In fact, neither one can boast about their charming personalities. Ethan is a total goofball, while Peter is arrogant and uptight. By the end, Peter is going to develop warmer feelings towards Ethan, but I suspect it's not a lasting change. The movie's premise borrows heavily, if not entirely from John Hughes' "Planes, Trains and Automobiles", starring Steve Martin and John Candy. The only difference between the two movies is that Hughes' version had a heart and characters that grew on you, while Phillips' version tries too hard to make the two leads unlikable in order for the gross-out humor to work.

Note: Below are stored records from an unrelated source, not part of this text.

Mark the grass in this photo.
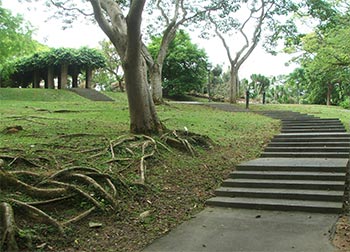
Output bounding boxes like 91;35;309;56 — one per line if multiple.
0;89;350;251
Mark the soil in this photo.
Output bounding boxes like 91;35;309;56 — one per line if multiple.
333;215;350;252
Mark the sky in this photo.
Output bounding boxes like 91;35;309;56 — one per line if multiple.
2;0;296;78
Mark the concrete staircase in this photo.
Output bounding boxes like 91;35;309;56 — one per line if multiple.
207;111;350;213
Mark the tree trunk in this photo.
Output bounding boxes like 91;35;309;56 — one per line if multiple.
149;63;163;104
230;65;238;103
123;0;163;134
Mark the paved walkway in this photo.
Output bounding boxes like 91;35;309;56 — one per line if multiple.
143;207;338;252
144;107;350;252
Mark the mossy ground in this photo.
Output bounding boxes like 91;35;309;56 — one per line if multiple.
0;89;350;251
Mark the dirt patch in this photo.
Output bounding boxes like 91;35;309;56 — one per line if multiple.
333;216;350;251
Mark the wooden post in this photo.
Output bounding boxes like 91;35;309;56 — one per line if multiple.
33;70;40;88
85;67;92;88
47;66;55;89
72;66;79;88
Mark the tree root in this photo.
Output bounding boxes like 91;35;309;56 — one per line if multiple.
62;207;96;226
0;202;19;252
72;173;117;209
0;170;67;198
48;181;104;211
10;199;64;234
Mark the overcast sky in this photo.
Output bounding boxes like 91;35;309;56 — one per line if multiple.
2;0;295;78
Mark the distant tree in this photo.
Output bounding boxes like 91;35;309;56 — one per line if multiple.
94;40;124;92
0;1;46;87
300;11;350;105
249;74;271;98
285;68;309;104
148;30;208;96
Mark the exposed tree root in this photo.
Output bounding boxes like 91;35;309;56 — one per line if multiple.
0;170;67;198
72;173;117;209
0;202;19;252
62;207;96;226
11;199;64;234
0;131;210;251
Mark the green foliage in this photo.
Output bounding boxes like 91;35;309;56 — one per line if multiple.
93;40;124;91
340;97;350;109
0;2;40;64
148;31;208;96
4;47;105;87
14;47;105;72
0;88;87;102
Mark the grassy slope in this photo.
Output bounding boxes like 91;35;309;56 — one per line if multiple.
4;89;350;251
250;104;350;130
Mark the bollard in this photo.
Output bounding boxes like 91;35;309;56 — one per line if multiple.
245;90;249;109
263;91;266;104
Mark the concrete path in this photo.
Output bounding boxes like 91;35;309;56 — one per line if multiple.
144;110;350;252
143;207;338;252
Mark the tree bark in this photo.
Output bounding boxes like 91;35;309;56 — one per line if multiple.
123;0;163;134
149;63;163;104
327;83;333;106
229;65;238;103
90;0;163;134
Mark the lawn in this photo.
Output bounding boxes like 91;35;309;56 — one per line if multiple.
0;89;350;251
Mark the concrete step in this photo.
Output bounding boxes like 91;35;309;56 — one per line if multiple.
268;141;350;147
264;145;350;153
206;197;343;213
281;118;340;123
271;136;350;143
222;179;345;191
229;171;346;181
215;187;344;202
282;124;344;129
281;127;346;133
236;157;348;172
282;121;344;126
260;152;349;158
274;132;350;139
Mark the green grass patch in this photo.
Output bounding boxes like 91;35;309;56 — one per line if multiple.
8;89;350;251
250;104;350;131
0;88;86;102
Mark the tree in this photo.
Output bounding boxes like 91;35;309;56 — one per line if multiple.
249;74;271;98
94;40;124;92
208;0;279;103
46;0;164;134
148;30;208;96
144;0;221;103
299;10;350;105
0;1;45;87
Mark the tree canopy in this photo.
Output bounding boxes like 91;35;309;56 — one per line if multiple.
7;47;105;86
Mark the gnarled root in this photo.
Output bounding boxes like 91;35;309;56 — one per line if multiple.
0;170;67;198
0;202;19;252
11;199;64;234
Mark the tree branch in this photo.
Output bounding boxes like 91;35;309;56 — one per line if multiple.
50;0;94;17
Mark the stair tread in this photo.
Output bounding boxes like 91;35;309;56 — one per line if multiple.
231;170;346;176
224;178;345;185
207;197;343;209
237;157;348;169
216;186;344;196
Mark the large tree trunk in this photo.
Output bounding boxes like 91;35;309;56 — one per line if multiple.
149;63;163;104
327;83;333;106
90;0;163;134
229;65;238;103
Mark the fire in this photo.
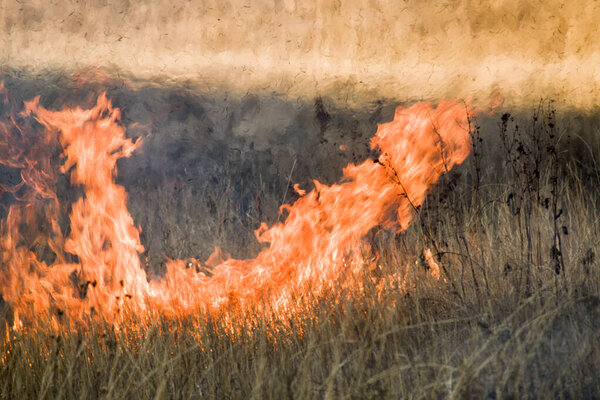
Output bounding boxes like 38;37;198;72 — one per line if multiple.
0;90;470;325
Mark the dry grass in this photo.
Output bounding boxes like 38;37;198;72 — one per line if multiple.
0;102;600;399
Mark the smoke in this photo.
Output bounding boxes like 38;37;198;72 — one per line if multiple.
0;0;600;109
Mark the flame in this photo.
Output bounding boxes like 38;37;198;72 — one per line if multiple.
0;94;471;326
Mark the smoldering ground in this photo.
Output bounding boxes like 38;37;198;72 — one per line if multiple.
2;70;600;273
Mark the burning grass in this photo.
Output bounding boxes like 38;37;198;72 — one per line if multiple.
0;87;600;398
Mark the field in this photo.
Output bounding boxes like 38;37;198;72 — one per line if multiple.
0;76;600;399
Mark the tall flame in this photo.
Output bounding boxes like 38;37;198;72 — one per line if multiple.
0;95;470;323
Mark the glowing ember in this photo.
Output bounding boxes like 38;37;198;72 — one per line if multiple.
0;90;470;325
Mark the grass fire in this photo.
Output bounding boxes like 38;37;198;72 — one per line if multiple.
0;0;600;399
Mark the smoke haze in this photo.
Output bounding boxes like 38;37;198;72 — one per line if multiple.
0;0;600;109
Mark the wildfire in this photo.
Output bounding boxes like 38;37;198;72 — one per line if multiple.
0;89;470;325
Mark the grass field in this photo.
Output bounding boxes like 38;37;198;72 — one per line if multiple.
0;93;600;399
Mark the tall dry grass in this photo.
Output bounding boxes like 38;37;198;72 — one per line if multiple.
0;103;600;399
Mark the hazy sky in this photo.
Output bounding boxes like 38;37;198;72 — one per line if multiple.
0;0;600;108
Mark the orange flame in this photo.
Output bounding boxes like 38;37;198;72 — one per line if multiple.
0;91;470;325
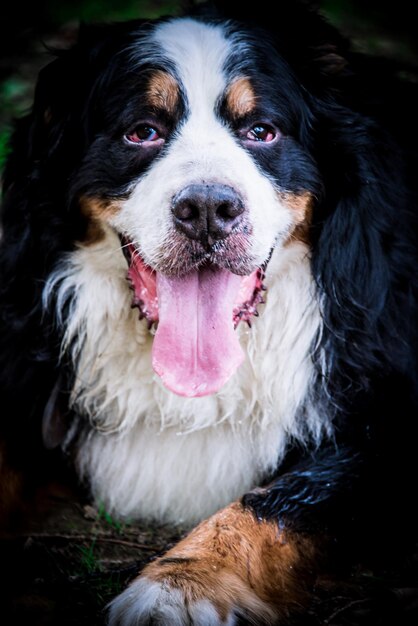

At some point I had the feeling that the only reason why I was still watching the movie was just to see how much lower the characters could fall.
"Planes, Trains and Automobiles" was rated R, because of a single scene, where Steve Martin blows a fuse at a car rental office, resulting in the use of 18 F-bombs in exactly 60 seconds (IMDb.com -approved Trivia), resulting in a hilarious punchline. That gag had every right to be there, so the sacrifice of having the movie rated R was well worth it. But "Due Date" takes pride in its R rating a little too much. F-bombs are dropped every other minute, the story features drugs and drug dealers (Juliette Lewis), there is a scene where Galifianakis explicitly masturbates while his dog vigorously follows his example. Also, there are several scenes of wanton violence, like, for example, when Peter gets beaten to a pulp by an angry Iraq veteran in a wheelchair. The movie earns its R-rated stripes with sadistic glee.
"Due Date" has occasional bursts of wit, plenty of mindless fun and gags that work more often than not. The two leads, obnoxious as they may be, do a great job and make the dysfunctional duo work better than it should. All in all, if you like your comedy raunchy, this is a better than average example. If not, don't say I didn't warn you.